The send.php file looks like this:
<?php
mysql_connect("localhost", "admin", "") or die(mysql_error());
mysql_select_db("test") or die(mysql_error());
$rating = (int)$_POST['rating'];
$id = (int)$_POST['rid'];
$query = mysql_query("SELECT * FROM test WHERE id = '".$id."'") or die(mysql_error());
while($row = mysql_fetch_array($query)) {
if($rating > 5 || $rating < 1) {
echo"Rating can't be below 1 or more than 5";
}
else {
$total_ratings = $row['total_ratings'];
$total_rating = $row['total_rating'];
$current_rating = $row['rating'];
$new_total_rating = $total_rating + $rating;
$new_total_ratings = $total_ratings + 1;
$new_rating = $new_total_rating / $new_total_ratings;
// Lets run the queries.
mysql_query("UPDATE test SET total_rating = '".$new_total_rating."' WHERE id = '".$id."'") or die(mysql_error());
mysql_query("UPDATE test SET rating = '".$new_rating."' WHERE id = '".$id."'") or die(mysql_error());
mysql_query("UPDATE test SET total_ratings = '".$new_total_ratings."' WHERE id = '".$id."'") or die(mysql_error());
}
}
?>
There are 3 rating columns in the database table;
total_rating: total ratings (all the ratings added together).
rating: the current rating
total_ratings: the amount of ratings.
The problem is, if I change the $_POST['rating'] and $_POST['rid'] to $_GET and put the information int he url, for instance, send.php?id=1&rating=4, it works, and the database gets updated. However, when I press the stars, the database isn't updated. After messing around with the script I realised that the post must be working, however the id returns as 0.
To test this further I put this in the click function:
document.write(current_star+rid);
To see what was returned.
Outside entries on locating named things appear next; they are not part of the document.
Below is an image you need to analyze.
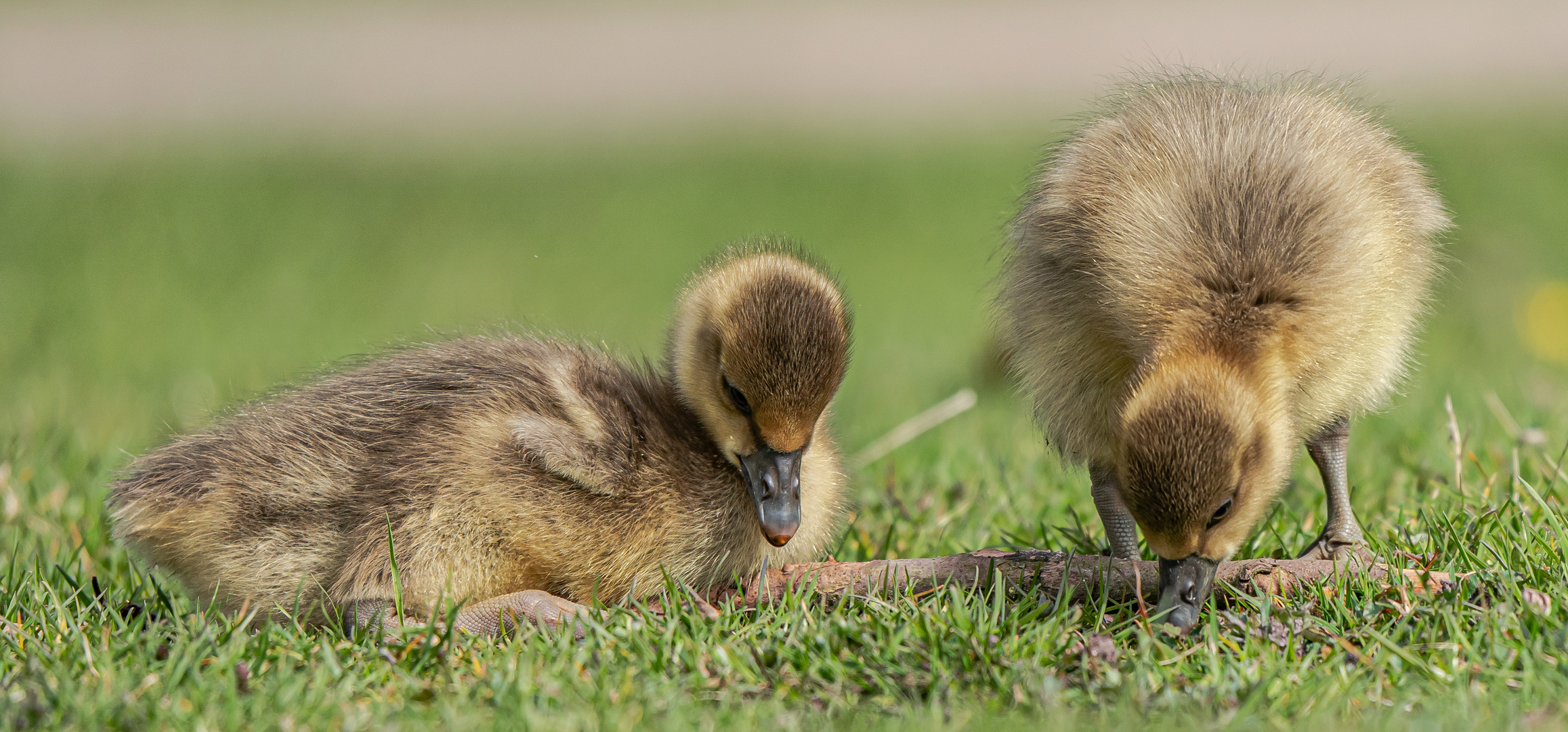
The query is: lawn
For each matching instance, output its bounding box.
[0,110,1568,731]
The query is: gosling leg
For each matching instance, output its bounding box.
[1088,466,1139,560]
[457,590,588,638]
[1300,417,1370,560]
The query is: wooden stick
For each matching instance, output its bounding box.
[711,548,1463,607]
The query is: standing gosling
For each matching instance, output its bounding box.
[999,74,1447,628]
[110,246,850,632]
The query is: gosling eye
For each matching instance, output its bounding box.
[1208,498,1231,528]
[725,378,751,417]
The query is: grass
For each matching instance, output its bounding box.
[0,113,1568,731]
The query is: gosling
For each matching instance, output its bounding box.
[999,72,1447,630]
[108,245,850,633]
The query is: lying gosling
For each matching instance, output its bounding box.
[108,246,850,632]
[999,74,1447,628]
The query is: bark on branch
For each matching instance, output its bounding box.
[718,548,1457,605]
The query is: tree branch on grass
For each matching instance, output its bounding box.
[711,548,1463,607]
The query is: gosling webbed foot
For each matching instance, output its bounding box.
[1297,523,1374,565]
[1297,415,1372,563]
[457,590,591,638]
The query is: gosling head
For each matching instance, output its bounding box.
[670,246,850,547]
[1120,357,1294,632]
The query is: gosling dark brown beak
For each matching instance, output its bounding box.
[740,447,805,547]
[1156,555,1220,633]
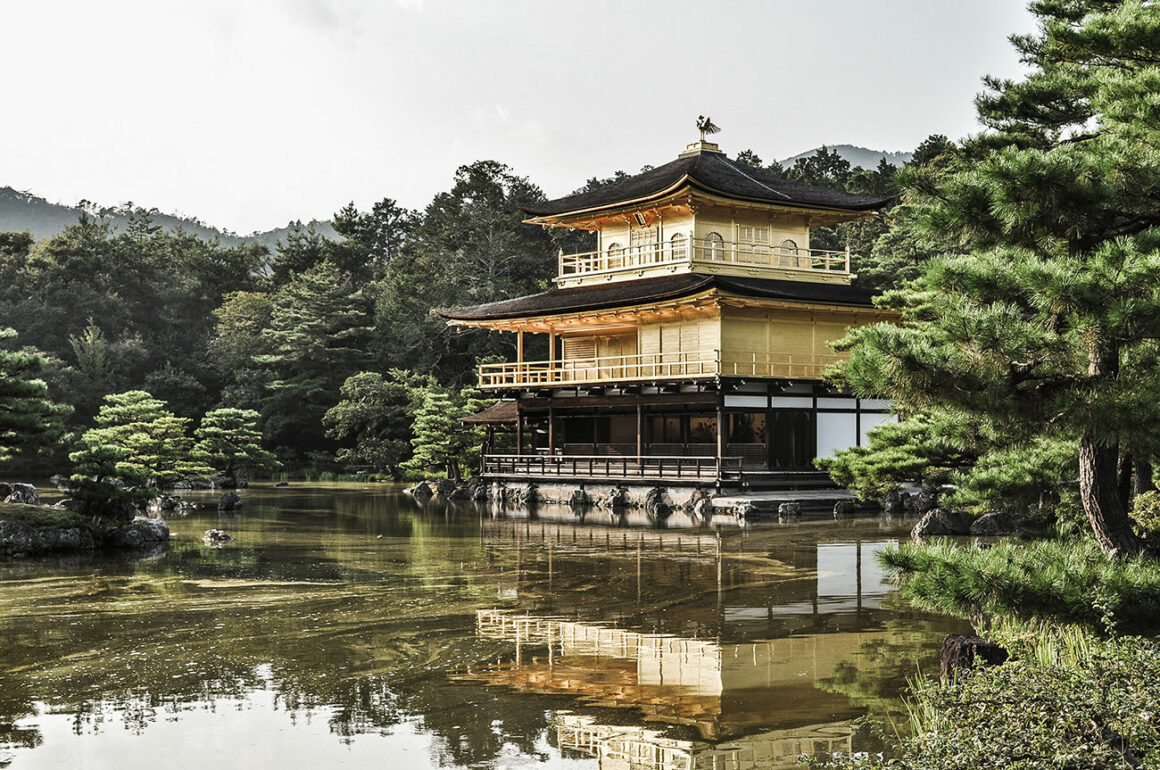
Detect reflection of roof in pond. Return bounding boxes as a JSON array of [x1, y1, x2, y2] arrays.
[[459, 401, 520, 424], [469, 610, 887, 740], [556, 711, 854, 770]]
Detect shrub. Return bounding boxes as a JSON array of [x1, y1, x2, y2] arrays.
[[878, 539, 1160, 631], [813, 638, 1160, 770], [1132, 489, 1160, 542]]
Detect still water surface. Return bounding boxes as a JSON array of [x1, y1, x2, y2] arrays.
[[0, 484, 966, 770]]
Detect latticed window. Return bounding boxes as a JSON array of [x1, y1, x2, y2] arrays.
[[705, 233, 725, 260], [629, 227, 657, 264], [737, 225, 769, 262], [608, 241, 624, 268], [777, 238, 798, 264]]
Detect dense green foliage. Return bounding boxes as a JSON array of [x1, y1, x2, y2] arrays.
[[191, 408, 280, 487], [406, 388, 490, 479], [813, 632, 1160, 770], [825, 0, 1160, 552], [322, 369, 436, 478], [0, 328, 68, 463], [878, 538, 1160, 632], [81, 391, 211, 489]]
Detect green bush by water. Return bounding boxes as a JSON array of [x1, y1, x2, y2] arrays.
[[813, 626, 1160, 770], [878, 538, 1160, 632]]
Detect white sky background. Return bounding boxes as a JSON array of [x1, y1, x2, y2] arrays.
[[0, 0, 1032, 233]]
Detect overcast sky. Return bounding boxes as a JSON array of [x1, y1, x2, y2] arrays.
[[0, 0, 1032, 233]]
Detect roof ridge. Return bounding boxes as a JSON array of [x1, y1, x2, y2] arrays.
[[708, 154, 793, 201]]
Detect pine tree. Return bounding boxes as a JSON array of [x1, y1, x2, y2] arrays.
[[0, 328, 71, 463], [322, 369, 435, 477], [844, 0, 1160, 553], [404, 388, 492, 481], [193, 408, 281, 489], [254, 261, 370, 455], [74, 391, 210, 489]]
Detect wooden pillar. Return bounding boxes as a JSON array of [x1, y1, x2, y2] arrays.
[[515, 401, 523, 455], [717, 400, 727, 462], [637, 397, 645, 457], [548, 395, 556, 457]]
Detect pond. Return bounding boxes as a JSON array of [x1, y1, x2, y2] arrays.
[[0, 484, 967, 770]]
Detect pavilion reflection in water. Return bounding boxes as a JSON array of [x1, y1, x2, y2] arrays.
[[470, 610, 885, 770]]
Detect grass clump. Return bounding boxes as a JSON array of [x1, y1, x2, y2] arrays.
[[878, 539, 1160, 633], [0, 502, 92, 530], [813, 630, 1160, 770]]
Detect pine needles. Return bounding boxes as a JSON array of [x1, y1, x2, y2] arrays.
[[878, 539, 1160, 633]]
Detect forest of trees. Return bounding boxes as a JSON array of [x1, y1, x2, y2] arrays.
[[0, 138, 928, 498]]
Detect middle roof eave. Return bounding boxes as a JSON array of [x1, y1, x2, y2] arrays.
[[435, 274, 873, 322]]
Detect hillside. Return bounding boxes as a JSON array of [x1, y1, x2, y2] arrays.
[[777, 145, 914, 168], [0, 187, 336, 250]]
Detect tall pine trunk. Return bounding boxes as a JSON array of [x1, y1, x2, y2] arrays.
[[1080, 342, 1140, 555], [1080, 433, 1140, 555]]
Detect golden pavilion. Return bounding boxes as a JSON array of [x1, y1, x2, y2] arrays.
[[438, 134, 892, 489]]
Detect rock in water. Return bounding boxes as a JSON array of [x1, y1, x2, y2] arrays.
[[407, 481, 435, 506], [882, 489, 911, 516], [5, 484, 41, 506], [202, 530, 233, 547], [733, 500, 761, 522], [0, 521, 45, 555], [645, 487, 673, 518], [911, 508, 971, 539], [834, 500, 858, 518], [942, 633, 1008, 682], [971, 513, 1027, 537]]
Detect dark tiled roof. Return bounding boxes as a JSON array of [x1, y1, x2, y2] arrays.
[[520, 152, 891, 217], [435, 274, 873, 321]]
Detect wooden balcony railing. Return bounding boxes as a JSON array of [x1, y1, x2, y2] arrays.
[[479, 350, 844, 388], [557, 235, 850, 281], [484, 455, 741, 480]]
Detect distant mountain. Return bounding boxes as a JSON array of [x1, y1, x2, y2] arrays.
[[0, 187, 338, 252], [777, 145, 914, 169]]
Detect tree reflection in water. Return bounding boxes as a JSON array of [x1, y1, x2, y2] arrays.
[[0, 485, 957, 767]]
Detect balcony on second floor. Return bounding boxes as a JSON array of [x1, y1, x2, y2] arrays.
[[479, 350, 846, 390], [556, 232, 851, 286]]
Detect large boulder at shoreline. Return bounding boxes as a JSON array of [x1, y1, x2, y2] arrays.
[[0, 521, 45, 555], [834, 500, 858, 518], [645, 487, 673, 518], [202, 529, 233, 549], [777, 501, 802, 522], [941, 633, 1009, 683], [882, 489, 913, 516], [41, 526, 95, 551], [971, 511, 1027, 537], [911, 508, 971, 540], [5, 484, 41, 506]]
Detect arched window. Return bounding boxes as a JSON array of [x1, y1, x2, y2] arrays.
[[777, 238, 798, 266], [606, 241, 624, 268], [705, 233, 725, 261]]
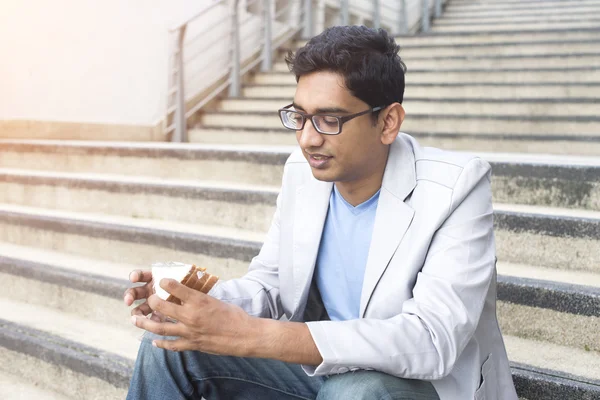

The problem seems to be that the number that is returned is multiplied by the amount of times I hover over elements. So if I hover over maybe, 6 of the stars, then the current_star and ID will be repeated 6 times.
I feel like I'm so close to getting this to work, has anyone got any idea what's up with it? Thanks in advance.
And important thing to realize about jQuery's event handling is that it is registry-based, meaning that jQuery allows you to register multiple callbacks for any particular event, and it will invoke them in the order in which they were bound.
The reason you're seeing repeated current_star and id values is because you keep binding more and more events on every hover. This is because have your click() call inside your hover() call, therefore every time you hover, you will bind another click() event.
Try binding your click() event outside your hover event, using something like this:
$("[id^=rating_]").children("[class^=star_]").click(function() {
var rid = $(this).parent().attr("id").split("_")[1];
var current_star = $(this).attr("class").split("_")[1];
$.post("send.php", {rating: current_star, id: rid});
});
You also probably don't want to bind one hover() call inside the other, for the same reason.
I noticed you have used $_POST['rid'] instead of $_POST['id']. May be that's your problem.